I recently bought an 01 Dynasty with 59,000 miles, while I was making the buying decision, all of the advice I received from my Rving friends (self proclaimed experts!!)...assured me that 59,000 was not something I should be overly concerned with...particularly since the coach was in great shape thoughout. It was obvious that the original owner took excellent care of the MH. Yours is newer, and obviously the original owners traveled alot, but what shape is the MH in???

Dutch Star Don 04-29-2007 06:08 PM

Globetrotter....I have the 400 Cummins with the Allison and ocasionally it will hard shift because I backed off or got on the throttle weird as it was about to shift.

The Allison definitely has a learning curve and will need time to understand your driving habits.

Renegades 04-29-2007 06:16 PM

Globetrotter,

When I bought my DP it had 17468 miles on it, this was Oct 2000, I now have 108610 miles on it and runs like a CAT should. These diesel engines built today will last you a very long time. If you don't mind getting your hands dirty, change your own oil and filters. Also, always carry spare fuel filters with you. You never know when you will get a bad load of fuel and you die on the road side. Voice of experience. I now carry 2 primary and 2 secondary fuel filters.

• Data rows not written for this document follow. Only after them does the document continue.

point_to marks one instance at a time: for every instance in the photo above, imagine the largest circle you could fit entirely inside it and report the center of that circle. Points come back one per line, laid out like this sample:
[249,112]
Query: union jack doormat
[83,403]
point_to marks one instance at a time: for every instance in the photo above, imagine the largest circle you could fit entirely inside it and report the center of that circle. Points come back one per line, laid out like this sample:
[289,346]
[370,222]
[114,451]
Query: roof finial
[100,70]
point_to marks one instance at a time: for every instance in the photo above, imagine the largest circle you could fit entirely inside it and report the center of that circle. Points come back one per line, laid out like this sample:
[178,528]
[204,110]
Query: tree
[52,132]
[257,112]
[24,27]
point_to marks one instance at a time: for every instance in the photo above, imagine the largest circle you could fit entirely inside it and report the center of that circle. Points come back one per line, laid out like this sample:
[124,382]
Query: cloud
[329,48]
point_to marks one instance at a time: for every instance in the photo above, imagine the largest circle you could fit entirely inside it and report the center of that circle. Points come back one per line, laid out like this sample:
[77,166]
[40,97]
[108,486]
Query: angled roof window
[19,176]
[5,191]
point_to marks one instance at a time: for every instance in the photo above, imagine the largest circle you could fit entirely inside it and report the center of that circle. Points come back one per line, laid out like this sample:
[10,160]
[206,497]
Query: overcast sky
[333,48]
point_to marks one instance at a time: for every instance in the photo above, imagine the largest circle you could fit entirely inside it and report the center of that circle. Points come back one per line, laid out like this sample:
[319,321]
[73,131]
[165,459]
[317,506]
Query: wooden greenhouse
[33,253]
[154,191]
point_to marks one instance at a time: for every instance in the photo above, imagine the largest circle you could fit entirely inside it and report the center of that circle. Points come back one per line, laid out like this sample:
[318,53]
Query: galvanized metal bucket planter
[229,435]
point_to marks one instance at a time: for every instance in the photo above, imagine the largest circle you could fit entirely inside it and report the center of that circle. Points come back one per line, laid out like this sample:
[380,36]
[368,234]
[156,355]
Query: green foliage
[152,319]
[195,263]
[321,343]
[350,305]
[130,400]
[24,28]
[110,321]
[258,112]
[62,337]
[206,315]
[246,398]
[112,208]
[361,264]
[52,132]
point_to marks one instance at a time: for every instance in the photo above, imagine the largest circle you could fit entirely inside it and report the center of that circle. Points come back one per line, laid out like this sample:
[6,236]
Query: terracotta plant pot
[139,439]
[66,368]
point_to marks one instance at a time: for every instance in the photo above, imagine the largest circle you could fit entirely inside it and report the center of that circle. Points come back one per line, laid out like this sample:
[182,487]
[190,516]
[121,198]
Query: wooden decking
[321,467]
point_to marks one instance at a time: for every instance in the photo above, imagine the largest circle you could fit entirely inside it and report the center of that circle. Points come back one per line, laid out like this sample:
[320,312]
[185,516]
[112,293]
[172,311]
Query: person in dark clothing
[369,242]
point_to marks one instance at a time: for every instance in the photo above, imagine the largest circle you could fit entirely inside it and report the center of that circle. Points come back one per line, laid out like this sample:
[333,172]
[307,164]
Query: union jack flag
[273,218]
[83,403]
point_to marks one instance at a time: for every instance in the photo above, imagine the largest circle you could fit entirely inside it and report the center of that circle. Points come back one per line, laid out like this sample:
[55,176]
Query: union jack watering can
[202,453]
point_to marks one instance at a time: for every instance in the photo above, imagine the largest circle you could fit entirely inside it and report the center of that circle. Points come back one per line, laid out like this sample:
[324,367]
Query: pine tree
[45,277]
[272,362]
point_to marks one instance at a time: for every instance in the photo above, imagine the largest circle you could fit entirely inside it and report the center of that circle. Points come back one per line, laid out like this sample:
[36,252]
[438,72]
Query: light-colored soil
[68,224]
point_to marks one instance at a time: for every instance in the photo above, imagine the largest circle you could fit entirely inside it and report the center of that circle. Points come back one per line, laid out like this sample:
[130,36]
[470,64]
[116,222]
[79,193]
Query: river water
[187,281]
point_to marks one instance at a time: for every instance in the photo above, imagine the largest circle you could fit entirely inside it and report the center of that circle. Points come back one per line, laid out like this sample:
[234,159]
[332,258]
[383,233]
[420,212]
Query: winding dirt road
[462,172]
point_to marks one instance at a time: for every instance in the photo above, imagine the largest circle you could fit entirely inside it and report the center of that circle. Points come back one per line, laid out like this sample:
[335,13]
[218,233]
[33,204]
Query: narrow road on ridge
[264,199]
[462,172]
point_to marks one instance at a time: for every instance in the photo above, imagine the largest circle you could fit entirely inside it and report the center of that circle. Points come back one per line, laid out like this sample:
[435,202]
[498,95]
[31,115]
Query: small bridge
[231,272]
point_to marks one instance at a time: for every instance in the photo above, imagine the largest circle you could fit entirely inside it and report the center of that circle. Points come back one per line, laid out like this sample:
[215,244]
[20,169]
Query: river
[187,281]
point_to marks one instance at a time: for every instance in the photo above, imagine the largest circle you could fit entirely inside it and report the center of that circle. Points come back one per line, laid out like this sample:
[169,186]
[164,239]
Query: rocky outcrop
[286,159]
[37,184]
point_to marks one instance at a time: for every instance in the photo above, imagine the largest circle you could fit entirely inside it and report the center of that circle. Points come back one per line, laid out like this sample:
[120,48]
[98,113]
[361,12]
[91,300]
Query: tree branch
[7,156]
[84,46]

Yes the Allison does have a learning curve, one thing, you can really hurt the Allison. These were originally designed for heavy duty trucks and earth moving equipment. This is the best transmission for an RV.

Enjoy.

Globetrotter 04-29-2007 06:25 PM

Thanks everyone for the feedback. Interesting to learn how sophisticated these trannies are. The coach itself is in very good condition. I do agree an independant assessment is a good move for both the engine and the tranny as they are the most expensive components to deal with. Tires, brakes , air bags, shocks etc can all be expected to need replacement at some point however no one wants an engine or transmission to repair to replace.
Thanks again!!!

Globetrotter 04-29-2007 06:51 PM

Renegade, did you mean you "can't" really hurt the Allison given it was built for bigger equipment?? a typo I'm guessing.

Renegades 05-03-2007 10:57 AM

The trannies designed for MH came from the design used for garbage trucks and other heavy duty types. I got this info from an Allison shop in Ft Smith AR as I had stop to have the filters changed. Was going to do it myself but since I was there had them do it. The filters cost me around $53.00 and the change and refill cost about $92.00 and change. All told about $145. I had done my own before. It took him about an 1 1/2 hours to do the work. From my last change to this one, there was about 50k miles on the oil and filters. They said about 40 max for the type III. The one in my coach is an MD3060 which if I remember correctly is medium duty and the RV's are light duty. My gvw is 28000 but I only load out to around 25k. Pulling a jeep I'm some where around 29k with a gcvw max of 33000. It does make a difference. When I full timed for 6 months I was just under the gvw at 27680. Still no problems with the transmission. Did get some bad fuel and well that's another story. Good luck.

Jim

Globetrotter 05-03-2007 05:32 PM

Thanks Jim, I appreciate your taking the time to provide this info which is very helpful.